Teachers Give Anonymously
“The long years in school make you look twice at everything, to see if you got it right the first time; to see if you can catch yourself having missed it. The teachers do that to you; they make you look twice.”
—Robert Frost
This quote was included in my graduate school’s solicitation for year-end annual giving. I will give, yet I will also give thanks for this nuanced depiction of what teachers really do.
“They make you look twice”. Indeed. At least.
In this season of giving, of year-end solicitations to annual funds and capital campaigns, we are asked to consider giving anonymously. Recently, research here in the UK concluded that in a sample of 4,000 donors, 5% gave anonymously. Reasons spanned from religion to ethics to influence (in many cases, the Director or Founder is made aware who the donor is).
This got me thinking. Twice.
In many ways, a teacher is an anonymous donor.
Think about it. During this holiday season, many teachers are thanked with gift cards or personalized presents from students. Many schools implement a school-wide gift-giving policy, which levels out the field. Instead of gifts, teachers collectively receive parent donations. These donations are tossed into one pot, divided evenly, and distributed to every teacher and staff member in the school.

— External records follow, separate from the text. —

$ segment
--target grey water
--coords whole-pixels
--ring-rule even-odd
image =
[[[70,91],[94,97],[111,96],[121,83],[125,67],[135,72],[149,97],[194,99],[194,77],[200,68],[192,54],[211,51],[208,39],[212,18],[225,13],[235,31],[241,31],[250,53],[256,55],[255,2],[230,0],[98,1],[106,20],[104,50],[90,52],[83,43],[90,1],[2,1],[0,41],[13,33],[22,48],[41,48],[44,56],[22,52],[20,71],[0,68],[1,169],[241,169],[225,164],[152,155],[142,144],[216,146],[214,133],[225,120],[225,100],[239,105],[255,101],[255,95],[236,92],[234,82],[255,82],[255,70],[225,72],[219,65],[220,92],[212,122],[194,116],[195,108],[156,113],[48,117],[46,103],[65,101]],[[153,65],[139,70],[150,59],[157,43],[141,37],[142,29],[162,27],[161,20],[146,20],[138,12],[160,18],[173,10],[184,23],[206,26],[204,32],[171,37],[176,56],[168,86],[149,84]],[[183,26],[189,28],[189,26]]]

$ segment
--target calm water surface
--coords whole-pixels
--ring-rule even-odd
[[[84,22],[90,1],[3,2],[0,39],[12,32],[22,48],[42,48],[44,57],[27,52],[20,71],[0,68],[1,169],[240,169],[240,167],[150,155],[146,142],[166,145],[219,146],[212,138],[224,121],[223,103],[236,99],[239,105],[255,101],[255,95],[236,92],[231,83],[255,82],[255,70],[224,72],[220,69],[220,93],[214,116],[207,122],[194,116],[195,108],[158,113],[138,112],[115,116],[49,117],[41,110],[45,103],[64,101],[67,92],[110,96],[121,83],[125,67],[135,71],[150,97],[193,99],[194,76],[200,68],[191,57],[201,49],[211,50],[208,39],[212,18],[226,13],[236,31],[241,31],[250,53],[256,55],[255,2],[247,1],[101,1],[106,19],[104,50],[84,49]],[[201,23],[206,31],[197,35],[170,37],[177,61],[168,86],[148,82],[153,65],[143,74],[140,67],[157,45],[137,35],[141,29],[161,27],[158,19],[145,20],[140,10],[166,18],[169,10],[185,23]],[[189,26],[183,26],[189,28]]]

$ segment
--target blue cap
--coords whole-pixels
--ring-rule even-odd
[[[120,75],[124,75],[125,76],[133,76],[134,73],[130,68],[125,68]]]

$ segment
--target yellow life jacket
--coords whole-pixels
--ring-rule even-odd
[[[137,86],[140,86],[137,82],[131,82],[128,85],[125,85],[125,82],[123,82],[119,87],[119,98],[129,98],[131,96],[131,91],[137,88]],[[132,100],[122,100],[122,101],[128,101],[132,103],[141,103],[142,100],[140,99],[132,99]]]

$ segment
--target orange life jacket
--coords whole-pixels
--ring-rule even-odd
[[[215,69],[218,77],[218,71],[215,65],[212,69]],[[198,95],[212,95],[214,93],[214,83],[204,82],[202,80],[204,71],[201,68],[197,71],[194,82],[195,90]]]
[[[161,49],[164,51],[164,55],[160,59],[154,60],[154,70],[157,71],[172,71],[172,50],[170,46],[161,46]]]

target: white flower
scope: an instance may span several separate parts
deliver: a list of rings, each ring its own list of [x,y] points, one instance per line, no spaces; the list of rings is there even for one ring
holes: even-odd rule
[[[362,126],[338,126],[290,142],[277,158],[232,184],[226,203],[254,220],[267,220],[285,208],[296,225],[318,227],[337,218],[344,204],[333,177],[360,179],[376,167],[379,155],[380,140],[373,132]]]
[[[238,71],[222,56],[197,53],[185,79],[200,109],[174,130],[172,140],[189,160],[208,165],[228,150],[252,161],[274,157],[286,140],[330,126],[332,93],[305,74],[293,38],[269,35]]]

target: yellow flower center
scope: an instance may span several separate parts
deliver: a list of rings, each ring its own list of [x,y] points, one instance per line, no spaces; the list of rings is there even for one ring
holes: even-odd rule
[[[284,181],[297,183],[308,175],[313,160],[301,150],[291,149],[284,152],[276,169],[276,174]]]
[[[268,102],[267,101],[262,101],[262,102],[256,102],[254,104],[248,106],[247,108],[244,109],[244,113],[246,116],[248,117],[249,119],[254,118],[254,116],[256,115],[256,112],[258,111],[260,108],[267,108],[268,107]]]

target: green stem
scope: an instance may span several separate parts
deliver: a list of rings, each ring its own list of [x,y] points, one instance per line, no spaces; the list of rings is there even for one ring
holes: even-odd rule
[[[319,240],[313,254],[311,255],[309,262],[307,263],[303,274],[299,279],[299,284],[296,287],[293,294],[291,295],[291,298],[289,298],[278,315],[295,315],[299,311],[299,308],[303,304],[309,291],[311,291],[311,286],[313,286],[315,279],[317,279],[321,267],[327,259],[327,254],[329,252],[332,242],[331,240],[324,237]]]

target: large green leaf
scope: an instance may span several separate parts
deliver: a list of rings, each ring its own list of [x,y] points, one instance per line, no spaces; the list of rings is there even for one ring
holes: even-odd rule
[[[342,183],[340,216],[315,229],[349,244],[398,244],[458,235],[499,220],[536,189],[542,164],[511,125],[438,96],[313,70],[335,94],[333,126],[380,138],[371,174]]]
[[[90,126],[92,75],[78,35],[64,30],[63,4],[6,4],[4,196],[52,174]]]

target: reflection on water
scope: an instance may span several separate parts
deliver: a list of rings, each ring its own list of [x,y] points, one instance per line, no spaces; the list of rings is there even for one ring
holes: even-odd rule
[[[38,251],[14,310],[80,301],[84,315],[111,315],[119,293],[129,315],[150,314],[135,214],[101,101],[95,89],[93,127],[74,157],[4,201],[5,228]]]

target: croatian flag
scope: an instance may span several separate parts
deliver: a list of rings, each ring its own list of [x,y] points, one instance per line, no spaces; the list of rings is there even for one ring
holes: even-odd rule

Yet these gifts are not in response for the moments that matter most to the young life of a future adult: those moments of breakthrough when a teacher reviews a student’s paper one-on-one. Those moments of identification when a teacher accompanies a student vocalist. Those moments of observation when a teacher puts Little Women into the student’s hands, saying, “I think you might really connect with this book, so here, take it.”
These moments rarely receive recognition by the student at the time. Yes, there might be a perfunctory “thanks”, but the genuine act of gratitude that recognizes how deeply this action impacted the student? Nah, no way. I’d almost say not ever.
They’re not supposed to, really. What 15 year-old, upon receiving Little Women from her 10th grade English teacher, looks him in the eyes and tells him, “thank you—this moment will change my life”? To do so requires the addition of context. And context takes maturity that comes with hindsight.
A teacher’s work is rarely recognized at the moment.
And this is alright. In all of the numerous interviews I’ve had with teachers over the past couple of years I have yet to hear a single person lament not being recognized for her life-changing moment with a student. They understand that recognition comes from within. This knowledge makes them like anonymous donors. It motivates them to keep going, with the faith that their students, someday in the far-off future, will pause for a moment and remember, only remember, and that will be enough.